Software Manual - Data Extraction Software

The topic below is from the Visual Web Ripper manual.

Data Extraction Example

In this example, we will extract company data from Australian Yellow Pages. The website looks like this.

We will search for all Hotels and Apple Shops in the state NSW . To do this, we need to configure a data extraction project that can submit the search form and then extract data from the search results.

Follow these steps to create the data extraction project.

Step 1 - Enter the Start URL

The search form is on the website's homepage, so the best start URL is simply www.yellowpages.com.au . We enter the start URL in the Visual Web Ripper address bar and load the website.

Step 2 - Configure the Search Form

To configure a project to submit a web form, we need to add FormField content elements for each form field and a FormSubmit template for the form submit button.

First we add the FormSubmit template for the Find button.

  1. Click on the Template tab in the Captured Elements window. This ensures we are working on templates and not content elements.
  2. Click on the Find button in the web browser.
  3. Click the New button or right-click and select New Template from the context menu.

 

Next we add the FormField element for the What form field.

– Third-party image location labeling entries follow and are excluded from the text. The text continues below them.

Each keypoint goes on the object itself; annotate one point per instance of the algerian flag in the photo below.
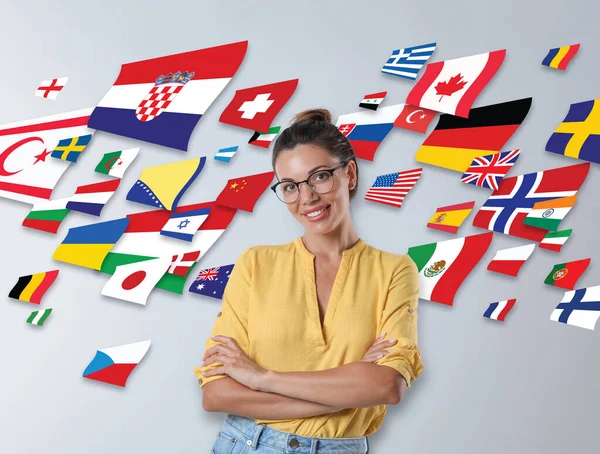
(116, 163)
(135, 281)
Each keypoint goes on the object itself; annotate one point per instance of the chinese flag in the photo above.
(243, 193)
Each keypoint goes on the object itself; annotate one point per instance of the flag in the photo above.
(509, 261)
(212, 281)
(91, 198)
(116, 163)
(26, 172)
(50, 89)
(70, 149)
(373, 100)
(183, 226)
(488, 171)
(449, 218)
(162, 186)
(548, 214)
(559, 57)
(408, 62)
(456, 141)
(365, 130)
(392, 188)
(444, 266)
(39, 317)
(565, 275)
(88, 245)
(264, 140)
(452, 86)
(225, 154)
(579, 307)
(578, 136)
(134, 282)
(114, 365)
(554, 241)
(32, 288)
(242, 193)
(181, 264)
(256, 107)
(142, 241)
(507, 207)
(414, 118)
(499, 310)
(47, 216)
(162, 99)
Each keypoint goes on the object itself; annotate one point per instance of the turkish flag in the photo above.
(414, 118)
(255, 108)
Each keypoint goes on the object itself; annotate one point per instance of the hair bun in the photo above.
(313, 115)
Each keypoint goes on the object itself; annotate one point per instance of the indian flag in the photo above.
(548, 214)
(444, 266)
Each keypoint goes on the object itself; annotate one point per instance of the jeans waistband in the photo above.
(255, 434)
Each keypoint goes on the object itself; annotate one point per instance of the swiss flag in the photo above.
(414, 118)
(255, 108)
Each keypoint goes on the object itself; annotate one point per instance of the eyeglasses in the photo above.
(320, 182)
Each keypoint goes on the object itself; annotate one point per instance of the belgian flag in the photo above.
(33, 287)
(455, 141)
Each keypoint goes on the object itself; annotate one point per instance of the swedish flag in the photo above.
(70, 149)
(578, 136)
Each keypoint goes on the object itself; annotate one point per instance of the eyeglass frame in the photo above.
(298, 183)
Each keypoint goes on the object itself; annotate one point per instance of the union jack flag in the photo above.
(508, 206)
(488, 171)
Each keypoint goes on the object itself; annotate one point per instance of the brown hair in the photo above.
(313, 127)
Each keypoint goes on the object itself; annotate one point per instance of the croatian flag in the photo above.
(160, 100)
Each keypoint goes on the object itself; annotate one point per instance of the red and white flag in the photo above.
(452, 86)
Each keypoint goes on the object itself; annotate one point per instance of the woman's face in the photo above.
(318, 213)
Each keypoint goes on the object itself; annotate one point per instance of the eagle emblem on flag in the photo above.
(160, 96)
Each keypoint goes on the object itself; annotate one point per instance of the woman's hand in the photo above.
(376, 350)
(235, 362)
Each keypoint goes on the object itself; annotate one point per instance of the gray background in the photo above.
(524, 386)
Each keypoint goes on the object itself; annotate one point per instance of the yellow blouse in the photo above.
(270, 308)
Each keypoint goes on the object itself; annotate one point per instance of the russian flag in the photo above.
(176, 107)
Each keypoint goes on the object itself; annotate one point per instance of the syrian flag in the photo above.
(445, 265)
(452, 86)
(135, 281)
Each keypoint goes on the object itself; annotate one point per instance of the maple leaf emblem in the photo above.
(452, 86)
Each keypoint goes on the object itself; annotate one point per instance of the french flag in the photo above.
(160, 100)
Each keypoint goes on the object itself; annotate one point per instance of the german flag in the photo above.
(455, 141)
(33, 287)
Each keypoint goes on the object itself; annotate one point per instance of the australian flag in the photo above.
(212, 281)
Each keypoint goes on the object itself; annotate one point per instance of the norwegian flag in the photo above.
(508, 206)
(488, 171)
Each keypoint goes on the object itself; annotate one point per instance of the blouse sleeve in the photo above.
(232, 321)
(399, 321)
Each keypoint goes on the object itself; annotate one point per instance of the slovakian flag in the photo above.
(509, 261)
(256, 107)
(161, 100)
(365, 130)
(452, 86)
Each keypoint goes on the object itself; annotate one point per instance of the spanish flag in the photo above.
(32, 288)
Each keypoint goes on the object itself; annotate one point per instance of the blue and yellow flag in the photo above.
(578, 136)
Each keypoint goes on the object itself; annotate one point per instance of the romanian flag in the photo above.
(560, 57)
(33, 287)
(455, 141)
(448, 219)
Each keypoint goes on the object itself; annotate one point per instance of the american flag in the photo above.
(488, 171)
(408, 61)
(391, 189)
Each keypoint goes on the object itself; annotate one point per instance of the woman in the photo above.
(315, 337)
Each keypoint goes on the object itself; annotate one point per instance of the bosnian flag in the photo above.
(365, 130)
(160, 100)
(114, 365)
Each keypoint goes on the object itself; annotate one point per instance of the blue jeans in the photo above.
(242, 435)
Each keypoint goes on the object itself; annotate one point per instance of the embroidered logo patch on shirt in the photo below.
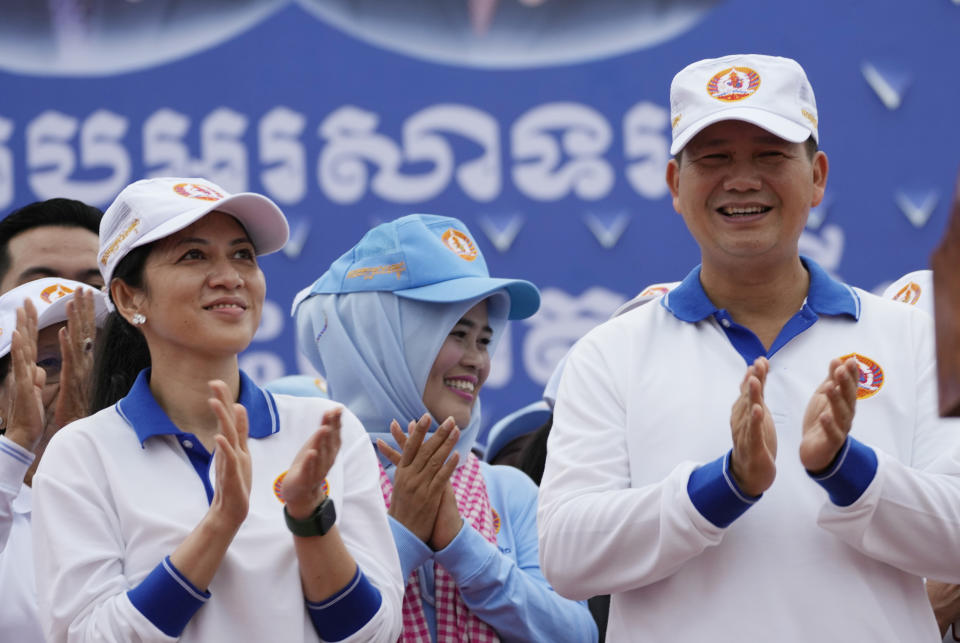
(909, 294)
(733, 84)
(871, 376)
(278, 487)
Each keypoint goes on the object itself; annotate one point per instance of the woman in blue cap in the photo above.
(402, 327)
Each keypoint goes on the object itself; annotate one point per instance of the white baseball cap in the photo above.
(152, 209)
(768, 91)
(50, 296)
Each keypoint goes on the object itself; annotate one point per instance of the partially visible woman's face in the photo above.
(460, 369)
(204, 290)
(48, 358)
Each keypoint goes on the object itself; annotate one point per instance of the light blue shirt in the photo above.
(501, 584)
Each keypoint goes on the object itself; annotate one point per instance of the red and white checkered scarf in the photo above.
(455, 622)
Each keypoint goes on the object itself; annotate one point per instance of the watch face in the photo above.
(326, 515)
(316, 524)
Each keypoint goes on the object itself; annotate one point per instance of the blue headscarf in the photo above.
(376, 349)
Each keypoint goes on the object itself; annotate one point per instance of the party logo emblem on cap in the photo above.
(734, 83)
(871, 375)
(460, 244)
(909, 294)
(52, 293)
(196, 191)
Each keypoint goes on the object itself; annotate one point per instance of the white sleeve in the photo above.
(909, 515)
(363, 525)
(14, 462)
(598, 535)
(81, 587)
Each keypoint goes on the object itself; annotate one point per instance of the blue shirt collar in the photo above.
(827, 296)
(146, 418)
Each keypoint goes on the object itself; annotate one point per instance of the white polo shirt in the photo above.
(636, 500)
(118, 491)
(18, 601)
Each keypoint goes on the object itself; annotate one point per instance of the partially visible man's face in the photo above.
(52, 251)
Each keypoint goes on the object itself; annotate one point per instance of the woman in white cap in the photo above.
(168, 515)
(47, 330)
(403, 327)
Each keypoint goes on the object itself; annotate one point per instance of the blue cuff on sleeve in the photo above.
(467, 554)
(851, 473)
(167, 598)
(413, 551)
(716, 495)
(346, 611)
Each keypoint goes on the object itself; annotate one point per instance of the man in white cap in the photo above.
(41, 353)
(813, 508)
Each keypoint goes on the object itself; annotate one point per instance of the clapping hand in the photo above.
(753, 463)
(303, 484)
(423, 470)
(829, 415)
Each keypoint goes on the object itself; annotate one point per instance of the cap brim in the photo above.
(773, 123)
(520, 422)
(260, 217)
(524, 296)
(56, 313)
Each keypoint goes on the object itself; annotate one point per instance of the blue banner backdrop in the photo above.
(543, 124)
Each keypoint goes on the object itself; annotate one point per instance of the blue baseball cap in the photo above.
(425, 257)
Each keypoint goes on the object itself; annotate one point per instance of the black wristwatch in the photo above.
(316, 524)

  1. Click on the Content tab in the Captured Elements window. This ensures we are working on content elements and not templates.
  2. Click on the What input field in the web browser.
  3. Click the New button or right-click and select  New Content from the context menu.
  4. Enter the input values in the Capture Window. We want to submit the web form twice (once for the search term Hotels and once for the term Apple Stores), so we enter both search terms in the Capture Window .
  5. Visual Web Ripper automatically saves FormField input values to the output data. If you do not want to save the input values, you can reset the Save Content option.

 

 Next we add the FormField element for the  Where form field.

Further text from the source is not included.